Pourquoi le recouvrement des récepteurs à la thrombine est-il modifié par sa présence continue dans le milieu ? Le fait que les cellules restent malgré tout sensibles à TRAP-6 alors qu’elles sont insensibles à un nouvel ajout de thrombine pose question. Il est imaginable que la thrombine joue un rôle de blocage dans la libération des récepteurs du pool et que sa présence continue empêche de re-sensibiliser les cellules à la thrombine. Il n’est en tout cas pas impossible que la thrombine signale dans les cellules SaOS-2 par des voies supplémentaires à l’activation de PAR-1. Il a en effet déjà été démontré que la thrombine

pouvait signaler par un récepteur ne nécessitant pas son activité protéolytique[277]. La réponse

induite par TRAP-6 proviendrait, pour sa part, d’un recyclage de certains récepteurs PAR-1 activés vers la surface cellulaire. Ces récepteurs auraient subi une déphosphorylation, qui les rendraient aptes à la signalisation, mais ne posséderaient plus la queue N-terminale nécessaire à la liaison de la thrombine à son récepteur. Ce phénomène semble notamment exister dans

les cellules CHRF-288 (Children’s Hospital Research Foundation cell line number 288)[132]. A

ce sujet également, Hammes et Coughlin[183] ont imaginé qu’un "système" pourrait éliminer la

queue N-terminale du récepteur avant qu’il soit interné mais cela n’a pas encore pu être démontré.
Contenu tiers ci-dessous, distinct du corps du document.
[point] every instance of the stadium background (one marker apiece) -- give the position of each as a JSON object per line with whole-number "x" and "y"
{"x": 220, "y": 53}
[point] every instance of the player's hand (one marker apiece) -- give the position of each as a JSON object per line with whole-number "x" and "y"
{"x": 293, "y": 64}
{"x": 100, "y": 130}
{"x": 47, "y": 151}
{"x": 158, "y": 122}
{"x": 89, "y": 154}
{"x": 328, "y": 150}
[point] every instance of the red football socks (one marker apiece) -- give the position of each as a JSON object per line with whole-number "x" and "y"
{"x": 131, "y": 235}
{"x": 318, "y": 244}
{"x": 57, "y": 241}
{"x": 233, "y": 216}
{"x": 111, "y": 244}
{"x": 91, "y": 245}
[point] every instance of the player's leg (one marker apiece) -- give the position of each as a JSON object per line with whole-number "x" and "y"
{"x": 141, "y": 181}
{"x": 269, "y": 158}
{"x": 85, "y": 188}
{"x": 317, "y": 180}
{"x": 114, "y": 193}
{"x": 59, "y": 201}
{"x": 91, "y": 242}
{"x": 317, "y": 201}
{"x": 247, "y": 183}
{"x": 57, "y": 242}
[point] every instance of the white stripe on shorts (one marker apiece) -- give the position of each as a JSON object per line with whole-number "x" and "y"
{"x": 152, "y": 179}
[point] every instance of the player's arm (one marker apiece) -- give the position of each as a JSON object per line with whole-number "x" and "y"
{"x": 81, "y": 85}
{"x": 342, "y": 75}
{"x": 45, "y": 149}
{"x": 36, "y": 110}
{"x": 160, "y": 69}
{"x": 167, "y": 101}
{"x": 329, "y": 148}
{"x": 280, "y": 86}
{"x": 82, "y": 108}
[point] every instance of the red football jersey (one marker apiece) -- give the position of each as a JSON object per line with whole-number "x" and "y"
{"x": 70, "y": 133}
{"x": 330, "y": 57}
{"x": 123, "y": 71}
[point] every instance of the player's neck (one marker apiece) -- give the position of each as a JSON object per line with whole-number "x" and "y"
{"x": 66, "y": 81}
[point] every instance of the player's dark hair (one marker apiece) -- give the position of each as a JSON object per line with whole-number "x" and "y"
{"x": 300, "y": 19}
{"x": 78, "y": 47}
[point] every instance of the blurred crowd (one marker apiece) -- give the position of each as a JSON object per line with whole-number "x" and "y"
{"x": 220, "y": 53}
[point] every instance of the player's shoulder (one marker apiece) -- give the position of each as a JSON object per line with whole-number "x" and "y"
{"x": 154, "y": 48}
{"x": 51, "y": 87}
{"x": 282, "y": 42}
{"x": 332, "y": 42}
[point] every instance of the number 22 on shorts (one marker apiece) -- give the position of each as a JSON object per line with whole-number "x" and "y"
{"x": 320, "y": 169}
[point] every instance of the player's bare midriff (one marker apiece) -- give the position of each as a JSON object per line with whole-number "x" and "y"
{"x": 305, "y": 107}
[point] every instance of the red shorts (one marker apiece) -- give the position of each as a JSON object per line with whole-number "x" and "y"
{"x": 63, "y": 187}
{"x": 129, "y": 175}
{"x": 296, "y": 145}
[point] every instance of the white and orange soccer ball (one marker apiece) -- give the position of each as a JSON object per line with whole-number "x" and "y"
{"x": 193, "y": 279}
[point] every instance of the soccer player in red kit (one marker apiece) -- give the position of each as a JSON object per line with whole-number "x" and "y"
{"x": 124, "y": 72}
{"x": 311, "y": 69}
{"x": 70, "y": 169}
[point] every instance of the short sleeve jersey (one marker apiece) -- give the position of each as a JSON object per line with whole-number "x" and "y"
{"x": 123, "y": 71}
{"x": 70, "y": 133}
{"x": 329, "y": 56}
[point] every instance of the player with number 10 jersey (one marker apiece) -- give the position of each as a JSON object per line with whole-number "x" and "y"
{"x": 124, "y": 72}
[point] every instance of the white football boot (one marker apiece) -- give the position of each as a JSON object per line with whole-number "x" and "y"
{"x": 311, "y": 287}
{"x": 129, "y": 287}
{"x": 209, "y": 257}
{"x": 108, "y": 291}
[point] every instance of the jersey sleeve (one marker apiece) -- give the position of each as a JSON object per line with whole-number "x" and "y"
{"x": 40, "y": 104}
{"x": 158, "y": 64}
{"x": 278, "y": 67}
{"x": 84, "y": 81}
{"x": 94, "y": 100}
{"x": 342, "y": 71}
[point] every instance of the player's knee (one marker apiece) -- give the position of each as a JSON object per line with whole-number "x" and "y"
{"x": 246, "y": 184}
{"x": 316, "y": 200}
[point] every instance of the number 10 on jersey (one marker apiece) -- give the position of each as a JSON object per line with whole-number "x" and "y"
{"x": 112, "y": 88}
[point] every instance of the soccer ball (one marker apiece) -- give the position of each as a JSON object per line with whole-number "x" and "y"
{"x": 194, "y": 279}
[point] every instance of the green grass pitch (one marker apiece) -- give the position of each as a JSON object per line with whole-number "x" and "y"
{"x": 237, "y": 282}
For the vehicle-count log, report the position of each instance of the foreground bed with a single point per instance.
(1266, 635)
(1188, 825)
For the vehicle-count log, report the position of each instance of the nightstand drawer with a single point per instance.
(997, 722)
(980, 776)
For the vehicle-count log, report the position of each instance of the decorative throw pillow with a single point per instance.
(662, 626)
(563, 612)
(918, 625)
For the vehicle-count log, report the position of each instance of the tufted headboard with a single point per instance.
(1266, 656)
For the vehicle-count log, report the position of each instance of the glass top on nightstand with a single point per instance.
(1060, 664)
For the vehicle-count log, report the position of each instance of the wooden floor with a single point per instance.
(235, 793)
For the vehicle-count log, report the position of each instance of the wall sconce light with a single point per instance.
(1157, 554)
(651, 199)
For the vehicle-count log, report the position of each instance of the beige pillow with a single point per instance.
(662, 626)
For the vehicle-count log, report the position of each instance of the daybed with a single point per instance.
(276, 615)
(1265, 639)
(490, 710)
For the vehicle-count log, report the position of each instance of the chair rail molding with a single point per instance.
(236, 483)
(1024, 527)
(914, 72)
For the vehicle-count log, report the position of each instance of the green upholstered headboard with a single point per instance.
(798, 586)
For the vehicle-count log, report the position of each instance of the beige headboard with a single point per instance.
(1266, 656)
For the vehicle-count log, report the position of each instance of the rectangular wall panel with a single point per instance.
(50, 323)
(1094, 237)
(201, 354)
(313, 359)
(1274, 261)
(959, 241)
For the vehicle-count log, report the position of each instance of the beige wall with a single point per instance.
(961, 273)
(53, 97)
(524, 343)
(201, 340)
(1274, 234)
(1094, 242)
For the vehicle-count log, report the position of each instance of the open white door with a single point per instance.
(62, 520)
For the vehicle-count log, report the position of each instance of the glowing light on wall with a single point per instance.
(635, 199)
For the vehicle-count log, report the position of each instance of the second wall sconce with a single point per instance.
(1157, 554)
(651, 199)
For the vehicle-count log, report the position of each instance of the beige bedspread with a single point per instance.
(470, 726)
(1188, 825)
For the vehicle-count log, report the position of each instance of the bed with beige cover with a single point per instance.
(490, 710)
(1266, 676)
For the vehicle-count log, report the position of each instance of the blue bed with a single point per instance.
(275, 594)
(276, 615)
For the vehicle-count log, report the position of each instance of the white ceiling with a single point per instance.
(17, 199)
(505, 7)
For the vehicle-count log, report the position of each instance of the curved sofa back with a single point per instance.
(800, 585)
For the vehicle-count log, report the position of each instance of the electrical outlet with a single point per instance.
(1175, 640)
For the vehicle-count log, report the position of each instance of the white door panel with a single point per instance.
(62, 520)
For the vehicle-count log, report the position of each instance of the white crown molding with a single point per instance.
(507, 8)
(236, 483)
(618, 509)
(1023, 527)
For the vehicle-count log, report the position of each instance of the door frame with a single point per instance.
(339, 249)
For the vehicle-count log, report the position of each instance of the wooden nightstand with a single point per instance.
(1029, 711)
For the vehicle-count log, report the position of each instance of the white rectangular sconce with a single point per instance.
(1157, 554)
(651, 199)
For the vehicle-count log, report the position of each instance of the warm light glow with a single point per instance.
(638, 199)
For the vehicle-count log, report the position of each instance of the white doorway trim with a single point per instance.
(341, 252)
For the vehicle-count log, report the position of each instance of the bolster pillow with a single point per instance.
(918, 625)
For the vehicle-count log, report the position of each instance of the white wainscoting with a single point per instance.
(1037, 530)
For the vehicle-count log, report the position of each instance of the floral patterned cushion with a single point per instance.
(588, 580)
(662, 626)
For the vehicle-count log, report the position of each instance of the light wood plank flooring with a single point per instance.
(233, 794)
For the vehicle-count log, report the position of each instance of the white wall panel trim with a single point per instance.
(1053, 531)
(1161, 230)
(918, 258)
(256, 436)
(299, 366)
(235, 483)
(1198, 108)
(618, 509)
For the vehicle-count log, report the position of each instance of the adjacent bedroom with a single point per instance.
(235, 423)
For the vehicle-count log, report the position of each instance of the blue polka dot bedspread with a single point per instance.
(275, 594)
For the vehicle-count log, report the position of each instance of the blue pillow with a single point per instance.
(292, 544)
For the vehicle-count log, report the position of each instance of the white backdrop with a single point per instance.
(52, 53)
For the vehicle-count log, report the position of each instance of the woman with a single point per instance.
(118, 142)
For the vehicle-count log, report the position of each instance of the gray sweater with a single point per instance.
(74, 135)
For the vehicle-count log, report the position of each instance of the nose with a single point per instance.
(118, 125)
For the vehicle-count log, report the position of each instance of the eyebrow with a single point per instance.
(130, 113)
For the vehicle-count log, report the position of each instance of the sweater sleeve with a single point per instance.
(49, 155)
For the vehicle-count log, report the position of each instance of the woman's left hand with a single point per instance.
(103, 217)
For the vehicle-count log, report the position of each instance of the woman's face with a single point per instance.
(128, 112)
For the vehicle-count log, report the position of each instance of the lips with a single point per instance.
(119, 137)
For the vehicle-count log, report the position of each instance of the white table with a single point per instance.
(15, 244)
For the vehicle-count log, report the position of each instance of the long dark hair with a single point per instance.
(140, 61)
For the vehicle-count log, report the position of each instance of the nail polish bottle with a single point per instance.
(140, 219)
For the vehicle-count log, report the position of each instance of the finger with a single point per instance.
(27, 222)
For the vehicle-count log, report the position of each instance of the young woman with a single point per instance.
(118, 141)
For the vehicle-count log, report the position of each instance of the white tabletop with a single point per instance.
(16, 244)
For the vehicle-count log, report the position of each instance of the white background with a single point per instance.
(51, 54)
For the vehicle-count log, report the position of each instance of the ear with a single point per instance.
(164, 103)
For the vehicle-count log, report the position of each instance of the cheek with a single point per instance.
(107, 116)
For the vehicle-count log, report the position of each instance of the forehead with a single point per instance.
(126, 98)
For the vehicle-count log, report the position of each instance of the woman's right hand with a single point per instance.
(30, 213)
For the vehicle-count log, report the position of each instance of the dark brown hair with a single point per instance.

Il est aussi plausible que les récepteurs PAR-1 présents dans la réserve intracellulaire soient progressivement exprimés à la surface cellulaire. Lors de leur apparition, ils seraient directement clivés par la thrombine présente dans le milieu. Cependant, le nombre de ces récepteurs activés à chaque instant serait trop faible pour induire un signal calcium. Le fait que les cellules restent sensibles au peptide agoniste TRAP-6 trouverait son explication dans la description précédente. Cependant, comment faire correspondre cette seconde hypothèse avec le fait que les HUVEC, dont il a été prouvé qu’elles contiennent des réserves intracellulaires en récepteurs à la thrombine, répondent à une seconde stimulation par cette dernière, certes faiblement mais de façon bien mesurable ? L’hypothèse d’une présence résiduelle de PAR-1 à la surface des HUVEC n’est pas valable car les travaux de Hein et al[185] ont montré qu’après une activation des HUVEC par 10nM de thrombine, il était impossible de détecter, à la surface cellulaire, la queue N-terminale de PAR-1 portant le site de liaison à la thrombine. Il n’y a donc alors plus de récepteurs "complets" exprimés à la surface cellulaire. Dès lors, la seconde augmentation de calcium observée après le second ajout de thrombine doit venir de l’apparition de nouveaux récepteurs.

Bien qu’elles ne paraissent pas aller à l’encontre de ce qu’il existe dans la littérature, l’ensemble des données que j’ai collectées ne permet pas d’expliquer complètement le "trafic" des récepteurs PAR-1 dans les SaOS-2. Pour cela, il serait nécessaire de déterminer la présence ou non du pool intracellulaire et d’ensuite tracer le devenir des récepteurs initialement exprimés à la surface cellulaire et de ceux présents dans la réserve intracellulaire.